Direct 3D 11.2 comes if new core optimizations that should improve performance among all apps and games that recompiles using 11.2.
There are also 5 new features in the api:
- Hardware overlay support (Similar to Durango's display panes, allows the developer to render the 3d graphics of the app at lower than native resolution, while keeping 2d ui at native res composing the final frame at a native resolution). Developers can also target a framerate and let the gpu dynamically scales the 3d graphics to try to meet that criteria (basically dynamic resolution changing is now fully supported by the api)
- HSL shader linking. W8.1 store apps can compile shaders in runtime, so the behavior of the shaders can be dynamic. However compiling is slow, so this feature allows you to pre-compile shaders at build time and link them at runtime, this way you can create new dynamic shaders without the performance hit. Dynamics shaders could be used for instance for a game to test the performance of the device it's going to run and modify to a simpler or a more complex version of the shader to maintain the best visual quality while maintaining the target framerate. It's also useful for building shader library dlls that can be shared among different projects and each app decides how to build their shaders from this library.

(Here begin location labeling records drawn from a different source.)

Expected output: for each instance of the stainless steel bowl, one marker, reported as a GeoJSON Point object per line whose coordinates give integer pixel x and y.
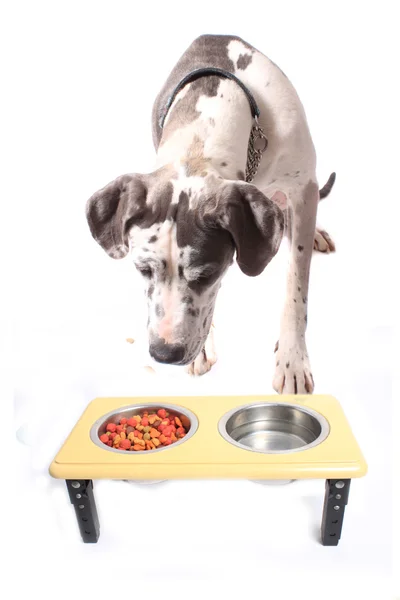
{"type": "Point", "coordinates": [189, 421]}
{"type": "Point", "coordinates": [274, 428]}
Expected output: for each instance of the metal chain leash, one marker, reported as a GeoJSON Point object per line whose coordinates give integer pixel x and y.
{"type": "Point", "coordinates": [257, 145]}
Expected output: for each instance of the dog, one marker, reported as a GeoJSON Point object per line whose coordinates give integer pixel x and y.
{"type": "Point", "coordinates": [184, 223]}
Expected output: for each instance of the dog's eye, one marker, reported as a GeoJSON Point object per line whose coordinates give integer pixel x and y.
{"type": "Point", "coordinates": [145, 271]}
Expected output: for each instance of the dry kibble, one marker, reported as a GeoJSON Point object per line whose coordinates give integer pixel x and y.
{"type": "Point", "coordinates": [144, 432]}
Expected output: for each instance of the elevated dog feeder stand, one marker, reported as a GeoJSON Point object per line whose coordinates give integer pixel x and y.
{"type": "Point", "coordinates": [230, 437]}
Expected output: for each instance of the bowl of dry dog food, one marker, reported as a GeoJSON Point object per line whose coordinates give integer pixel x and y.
{"type": "Point", "coordinates": [144, 428]}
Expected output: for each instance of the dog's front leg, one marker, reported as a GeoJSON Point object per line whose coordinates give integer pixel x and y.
{"type": "Point", "coordinates": [293, 371]}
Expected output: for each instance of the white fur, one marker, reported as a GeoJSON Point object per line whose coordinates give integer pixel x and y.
{"type": "Point", "coordinates": [286, 172]}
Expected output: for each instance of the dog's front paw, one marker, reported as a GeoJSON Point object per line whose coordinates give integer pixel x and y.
{"type": "Point", "coordinates": [207, 357]}
{"type": "Point", "coordinates": [293, 371]}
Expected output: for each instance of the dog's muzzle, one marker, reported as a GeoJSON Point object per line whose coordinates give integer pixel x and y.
{"type": "Point", "coordinates": [171, 354]}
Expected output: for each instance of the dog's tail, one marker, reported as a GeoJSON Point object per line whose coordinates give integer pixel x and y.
{"type": "Point", "coordinates": [325, 191]}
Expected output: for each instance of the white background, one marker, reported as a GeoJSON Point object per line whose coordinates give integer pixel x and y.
{"type": "Point", "coordinates": [80, 79]}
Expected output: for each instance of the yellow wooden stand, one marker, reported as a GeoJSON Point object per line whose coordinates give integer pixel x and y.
{"type": "Point", "coordinates": [207, 454]}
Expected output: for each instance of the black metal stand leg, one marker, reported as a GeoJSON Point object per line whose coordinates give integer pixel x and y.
{"type": "Point", "coordinates": [81, 495]}
{"type": "Point", "coordinates": [336, 498]}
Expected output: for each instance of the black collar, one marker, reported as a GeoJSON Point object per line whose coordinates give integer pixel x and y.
{"type": "Point", "coordinates": [201, 73]}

- Mappeable gpu buffers. This is great for compute scenarios with collaboration of the cpu and gpu. They provide api support for the cpu directly access the gpu memory without needing to copy the buffer back and forth. For 11.2 it's going to be onlye for compute so it's only buffers, not graphical objects.
- Low latency present API. Basically api support for the system to tell the app when it's the best time to start rendering and showing the content on screen, to allow the shortest latency possible. By using this api they were able to reduce latency from 3 frames (at 60fps) to less than 1.
- Tiled Resources which is api support for hardware accelerated virtual texturing. It's basically hardware support for mega texturing.